Let's stop here and look at that word "choice". The Oxford Dictionary defines it as an act of choosing between two or more possibilities. Should I wear this dress or that one? Should the kids go to this school or that one? Should we buy this car or that one? Should I have an abortion or ...
The authors of this bill would no doubt call themselves pro-choice, but the document gives no avenue whatsoever for ensuring women like you and I have all the options made available in order to make a truly informed choice about their body, and let's not forget the life of the child already developing within. The child with a heartbeat at just 28 days from conception.
Often I hear arguments about the choice of the woman to do what she wants with her body. But there are other choices hobbled in this bill.
The choice of the child to live. What child doesn't want to live? Where are all the pro-choicers whose lives are so insufferable, they wish they had been aborted instead of being given the opportunity to live?
The choice of adoption. Real choice, not subtly dissuading mothers from gifting their children for adoption and making it almost impossible to adopt.
The choice of the medical practitioner to exercise their moral conviction and say no. The bill threatens such professionals with a hefty $65,000 fine if they fail to refer their patient to a practitioner who does not have a conscientious objection to terminations.
The choice of peaceful protest. Again, a hefty fine for anyone who holds a sign or prays quietly within 150 metres of an abortion clinic. So much for free speech.
The choice of accessing specialised, independent counselling is not addressed in the bill. One would assume it blindly accepts that the abortion provider would supply such support - conflict of interest much?

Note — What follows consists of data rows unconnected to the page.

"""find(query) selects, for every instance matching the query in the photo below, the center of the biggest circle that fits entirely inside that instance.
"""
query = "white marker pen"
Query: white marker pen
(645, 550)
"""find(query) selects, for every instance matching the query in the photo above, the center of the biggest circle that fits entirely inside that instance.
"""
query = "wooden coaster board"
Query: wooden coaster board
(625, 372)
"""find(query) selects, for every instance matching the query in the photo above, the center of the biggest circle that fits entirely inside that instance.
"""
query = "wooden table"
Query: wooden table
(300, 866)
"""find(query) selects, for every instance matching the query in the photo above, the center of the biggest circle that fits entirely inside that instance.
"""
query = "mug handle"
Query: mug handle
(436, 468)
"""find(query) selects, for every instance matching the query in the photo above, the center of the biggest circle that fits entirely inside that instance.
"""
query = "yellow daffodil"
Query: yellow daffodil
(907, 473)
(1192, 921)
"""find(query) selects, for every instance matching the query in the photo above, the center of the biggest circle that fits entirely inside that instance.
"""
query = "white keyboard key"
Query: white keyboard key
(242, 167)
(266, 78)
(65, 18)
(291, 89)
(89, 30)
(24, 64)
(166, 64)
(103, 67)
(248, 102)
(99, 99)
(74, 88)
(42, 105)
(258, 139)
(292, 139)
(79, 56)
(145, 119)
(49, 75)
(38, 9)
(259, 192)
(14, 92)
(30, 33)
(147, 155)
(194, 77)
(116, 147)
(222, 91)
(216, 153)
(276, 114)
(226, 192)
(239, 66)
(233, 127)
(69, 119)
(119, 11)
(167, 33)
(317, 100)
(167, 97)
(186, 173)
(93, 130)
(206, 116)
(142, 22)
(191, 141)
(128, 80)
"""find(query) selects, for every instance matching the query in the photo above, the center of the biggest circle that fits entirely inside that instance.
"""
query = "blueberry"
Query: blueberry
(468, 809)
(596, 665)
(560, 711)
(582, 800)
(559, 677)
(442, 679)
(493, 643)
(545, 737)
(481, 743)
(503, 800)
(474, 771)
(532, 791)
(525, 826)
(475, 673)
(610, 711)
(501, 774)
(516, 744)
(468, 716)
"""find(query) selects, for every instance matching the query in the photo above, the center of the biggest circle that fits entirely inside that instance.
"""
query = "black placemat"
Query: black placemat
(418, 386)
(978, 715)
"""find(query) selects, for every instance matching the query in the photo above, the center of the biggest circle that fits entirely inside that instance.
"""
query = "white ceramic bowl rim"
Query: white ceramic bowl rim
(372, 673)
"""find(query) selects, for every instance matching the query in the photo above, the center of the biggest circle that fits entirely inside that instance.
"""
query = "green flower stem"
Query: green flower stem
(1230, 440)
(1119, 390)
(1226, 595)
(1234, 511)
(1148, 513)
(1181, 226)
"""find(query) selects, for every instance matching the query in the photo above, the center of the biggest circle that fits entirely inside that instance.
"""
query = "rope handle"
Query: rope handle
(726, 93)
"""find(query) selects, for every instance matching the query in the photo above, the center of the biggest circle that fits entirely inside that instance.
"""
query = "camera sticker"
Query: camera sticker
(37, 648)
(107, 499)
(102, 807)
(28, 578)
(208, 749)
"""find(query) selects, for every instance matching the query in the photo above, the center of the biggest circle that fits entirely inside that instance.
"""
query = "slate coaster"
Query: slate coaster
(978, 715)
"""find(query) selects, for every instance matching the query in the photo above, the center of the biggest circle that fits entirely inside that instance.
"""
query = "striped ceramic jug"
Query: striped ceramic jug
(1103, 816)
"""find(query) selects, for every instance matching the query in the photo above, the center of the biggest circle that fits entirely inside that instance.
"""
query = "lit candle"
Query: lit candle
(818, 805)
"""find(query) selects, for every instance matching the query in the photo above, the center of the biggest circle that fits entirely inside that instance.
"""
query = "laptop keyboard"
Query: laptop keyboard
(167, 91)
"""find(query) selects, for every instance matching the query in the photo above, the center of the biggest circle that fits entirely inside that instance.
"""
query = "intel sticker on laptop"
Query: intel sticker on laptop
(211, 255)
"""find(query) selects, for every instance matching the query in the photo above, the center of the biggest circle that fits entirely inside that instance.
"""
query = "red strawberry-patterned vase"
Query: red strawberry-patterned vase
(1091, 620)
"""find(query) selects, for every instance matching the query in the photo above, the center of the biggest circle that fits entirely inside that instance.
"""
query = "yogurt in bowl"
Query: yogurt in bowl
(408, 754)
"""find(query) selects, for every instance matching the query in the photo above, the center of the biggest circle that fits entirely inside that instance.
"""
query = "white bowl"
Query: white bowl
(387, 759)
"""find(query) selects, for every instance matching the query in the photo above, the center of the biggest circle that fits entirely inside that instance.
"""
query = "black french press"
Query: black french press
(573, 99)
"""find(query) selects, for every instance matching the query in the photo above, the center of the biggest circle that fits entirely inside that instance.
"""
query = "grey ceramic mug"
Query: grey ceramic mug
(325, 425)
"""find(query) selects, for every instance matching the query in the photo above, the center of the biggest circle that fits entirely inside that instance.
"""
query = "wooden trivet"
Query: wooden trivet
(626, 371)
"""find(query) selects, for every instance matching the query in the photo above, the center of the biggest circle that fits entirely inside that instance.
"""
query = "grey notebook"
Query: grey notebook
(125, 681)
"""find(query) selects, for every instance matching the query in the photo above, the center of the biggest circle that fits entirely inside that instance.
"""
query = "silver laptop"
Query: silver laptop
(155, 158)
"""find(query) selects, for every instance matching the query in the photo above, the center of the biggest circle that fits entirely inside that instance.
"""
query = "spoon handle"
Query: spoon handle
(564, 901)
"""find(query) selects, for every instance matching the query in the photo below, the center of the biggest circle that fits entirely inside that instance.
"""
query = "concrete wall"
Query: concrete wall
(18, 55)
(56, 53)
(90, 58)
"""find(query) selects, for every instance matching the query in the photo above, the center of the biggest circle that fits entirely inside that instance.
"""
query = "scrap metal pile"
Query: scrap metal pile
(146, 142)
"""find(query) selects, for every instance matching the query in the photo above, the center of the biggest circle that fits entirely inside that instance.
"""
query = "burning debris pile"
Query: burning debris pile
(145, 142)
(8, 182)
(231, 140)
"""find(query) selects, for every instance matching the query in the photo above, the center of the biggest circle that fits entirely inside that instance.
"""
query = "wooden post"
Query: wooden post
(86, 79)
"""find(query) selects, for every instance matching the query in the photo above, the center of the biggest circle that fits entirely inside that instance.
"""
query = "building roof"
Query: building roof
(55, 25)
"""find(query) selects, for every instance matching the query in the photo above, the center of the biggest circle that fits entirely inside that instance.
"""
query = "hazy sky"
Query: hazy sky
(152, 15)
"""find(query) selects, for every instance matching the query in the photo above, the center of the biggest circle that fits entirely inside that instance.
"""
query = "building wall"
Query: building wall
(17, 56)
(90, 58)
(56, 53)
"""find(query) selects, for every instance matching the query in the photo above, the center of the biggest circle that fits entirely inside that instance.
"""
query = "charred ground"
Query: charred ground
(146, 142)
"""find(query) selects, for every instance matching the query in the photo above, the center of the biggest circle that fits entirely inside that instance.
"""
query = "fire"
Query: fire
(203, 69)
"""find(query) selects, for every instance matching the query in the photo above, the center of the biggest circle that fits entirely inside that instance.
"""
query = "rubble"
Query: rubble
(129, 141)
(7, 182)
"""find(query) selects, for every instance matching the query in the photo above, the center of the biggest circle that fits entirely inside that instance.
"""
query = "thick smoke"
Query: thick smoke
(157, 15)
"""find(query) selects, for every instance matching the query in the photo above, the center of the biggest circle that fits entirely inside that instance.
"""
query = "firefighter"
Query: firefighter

How can an abortion clinic that only makes money when a woman has an abortion give complete, unbiased counselling to women pre and post- termination?
As Germaine Greer, the modern mother of feminism, has said, abortion is the last in a long line of non-choices.
She elaborates in her book The Whole Woman (Doubleday, 1999), shining light on the wrestle between a woman's right to undergo invasive procedures to terminate unwanted pregnancies and her duty to sort the situation out.
The crowning insult is that this ideal is represented to her as some kind of a privilege. Her sad and onerous duty is garbed in the rhetoric of a civil right. Life is the privilege.
Sure, the unexpected happens. But wrapped within that bundle of inconvenience, financial strain and heartache is a precious, valuable life, regardless of gender, race, creed, disability or circumstances of conception.
Women experiencing unplanned pregnancy also deserve unplanned joy (Patricia Heaton, actor and spokeswoman for Feminists for Life).